Arguably in an attempt to regain control of narratives around her body, Poly shaved her head at Rotten’s house ahead of the seminal Rock Against Racism concert in East London in 1978. Her manager begged her not to expose the look, but during “Identity” she teasingly unwound a headscarf for an 80,000-strong crowd.12 The moment’s context serves as an important reminder: Alongside its nihilism, later whitewashing by the media, and a move toward white supremacy, punk played a vital role in radical activism in the mid-’70s.
Deeply unwell, Poly disbanded X-Ray Spex after Germfree Adolescents. In 1981 she released Translucence. It’s a beautiful record, retaining the tight, observational poetry of her earlier work, but her voice has mellowed to a sweet high. The press, renowned for its aversion to experiment, eviscerated the album. She quit, had her daughter, the musician and filmmaker Celeste Bell, and traveled to India, later joining the Hare Krishnas. In 2008, X-Ray Spex reunited for a one-off special at the Roundhouse in London. Poly was working on new music but she died in 2011, aged fifty-three, from breast cancer.
A punk frontwoman of color battling the unremitting ferocity of the public eye: It was anything but easy, but Poly Styrene proved what could be. With her uncompromising talent and through music that retains its anarchic energy today, she showed, in musician Neneh Cherry’s words, “that it was possible.”13
1 The photographer was Michael Putland.
2 Pauline Black, quoted in Celeste Bell and Zoë Howe, Dayglo: The Poly Styrene Story (London: Omnibus, 2019), pp. 136–37.
3 Poly Styrene, in “Who Is Poly Styrene?,” Arena, BBC2, January 22, 1979. Available online at www.youtube.com/watch?v=UO0HwmUReOg (accessed September 8, 2025).

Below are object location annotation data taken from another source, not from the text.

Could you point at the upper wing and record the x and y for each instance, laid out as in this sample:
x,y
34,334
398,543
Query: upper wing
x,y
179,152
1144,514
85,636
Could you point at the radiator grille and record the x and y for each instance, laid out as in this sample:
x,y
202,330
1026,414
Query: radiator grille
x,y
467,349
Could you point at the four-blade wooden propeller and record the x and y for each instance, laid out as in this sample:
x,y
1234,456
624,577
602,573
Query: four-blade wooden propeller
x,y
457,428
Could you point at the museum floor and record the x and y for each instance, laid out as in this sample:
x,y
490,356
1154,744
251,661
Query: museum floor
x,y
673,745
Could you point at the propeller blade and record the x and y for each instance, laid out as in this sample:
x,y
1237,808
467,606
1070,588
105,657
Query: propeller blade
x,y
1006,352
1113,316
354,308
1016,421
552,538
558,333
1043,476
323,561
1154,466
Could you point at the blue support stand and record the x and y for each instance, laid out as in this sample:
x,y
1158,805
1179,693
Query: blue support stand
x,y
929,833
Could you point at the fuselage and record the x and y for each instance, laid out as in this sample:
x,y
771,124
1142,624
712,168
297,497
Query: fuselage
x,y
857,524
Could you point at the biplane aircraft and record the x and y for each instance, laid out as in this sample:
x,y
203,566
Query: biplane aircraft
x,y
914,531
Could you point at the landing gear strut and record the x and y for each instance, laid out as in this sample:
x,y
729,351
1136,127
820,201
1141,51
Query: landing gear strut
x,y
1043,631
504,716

4 Poly Styrene, quoted in Bell and Howe, Dayglo, p. 99.
5 X-Ray Spex, “Identity,” Germfree Adolescents (London: EMI, 1978).
6 “Oh Bondage!” was written, Poly said, in response to all types of societal bondage: racial, gendered, and economic.

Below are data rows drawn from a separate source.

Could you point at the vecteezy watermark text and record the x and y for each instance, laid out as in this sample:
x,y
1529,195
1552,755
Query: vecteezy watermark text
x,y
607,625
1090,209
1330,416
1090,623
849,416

7 Vivienne Westwood, quoted in Bell and Howe, Dayglo, p. 200.
8 When mentally unwell in the late ’70s, Poly signed away her publishing rights and with them her financial stability. She finally regained control of them in the 1990s.

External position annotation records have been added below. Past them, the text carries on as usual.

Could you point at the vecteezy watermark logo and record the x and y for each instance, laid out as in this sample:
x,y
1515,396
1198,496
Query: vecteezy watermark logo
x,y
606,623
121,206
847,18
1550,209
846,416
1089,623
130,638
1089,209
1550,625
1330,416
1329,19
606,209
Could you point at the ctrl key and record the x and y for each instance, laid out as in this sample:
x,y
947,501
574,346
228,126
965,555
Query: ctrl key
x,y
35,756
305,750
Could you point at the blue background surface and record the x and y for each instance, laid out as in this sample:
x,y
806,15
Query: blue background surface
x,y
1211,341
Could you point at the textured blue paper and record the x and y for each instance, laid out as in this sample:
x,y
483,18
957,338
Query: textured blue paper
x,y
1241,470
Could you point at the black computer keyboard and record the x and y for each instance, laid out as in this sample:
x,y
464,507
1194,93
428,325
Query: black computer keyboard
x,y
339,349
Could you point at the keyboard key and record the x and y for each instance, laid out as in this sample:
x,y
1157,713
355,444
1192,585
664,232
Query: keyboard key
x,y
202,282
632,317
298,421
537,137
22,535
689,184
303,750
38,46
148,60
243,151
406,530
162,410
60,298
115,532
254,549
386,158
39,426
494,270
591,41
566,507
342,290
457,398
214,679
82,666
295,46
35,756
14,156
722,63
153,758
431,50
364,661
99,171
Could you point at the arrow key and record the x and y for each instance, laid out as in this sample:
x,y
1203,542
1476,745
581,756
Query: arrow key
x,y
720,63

9 See Bell and Howe, Dayglo, p. 139.
10 Poly Styrene, in “Who Is Poly Styrene?.”
11 See Patti Verbanas, “African Americans More Likely to Be Misdiagnosed with Schizophrenia, Rutgers Study Finds,” Rutgers Today, March 21, 2019. Available online at www.rutgers.edu/news/african-americans-more-likely-be-misdiagnosed-schizophrenia-rutgers-study-finds (accessed September 6, 2025).
12 See Celeste Bell and Paul Sng, Poly Styrene: I Am a Cliché (Modern Films and Pacific Northwest Pictures, 2021).
13 Neneh Cherry, quoted in ibid., p. 87.

Amie Corry is a London-based writer and editor. She was senior editor of Other Criteria Books from 2014 to 2020 and is director of publications for the artist Do Ho Suh. Corry contributes to the Times Literary Supplement, Burlington Contemporary, and other publications, and in 2013 she coproduced a pioneering audit on gender equality in the London art sector.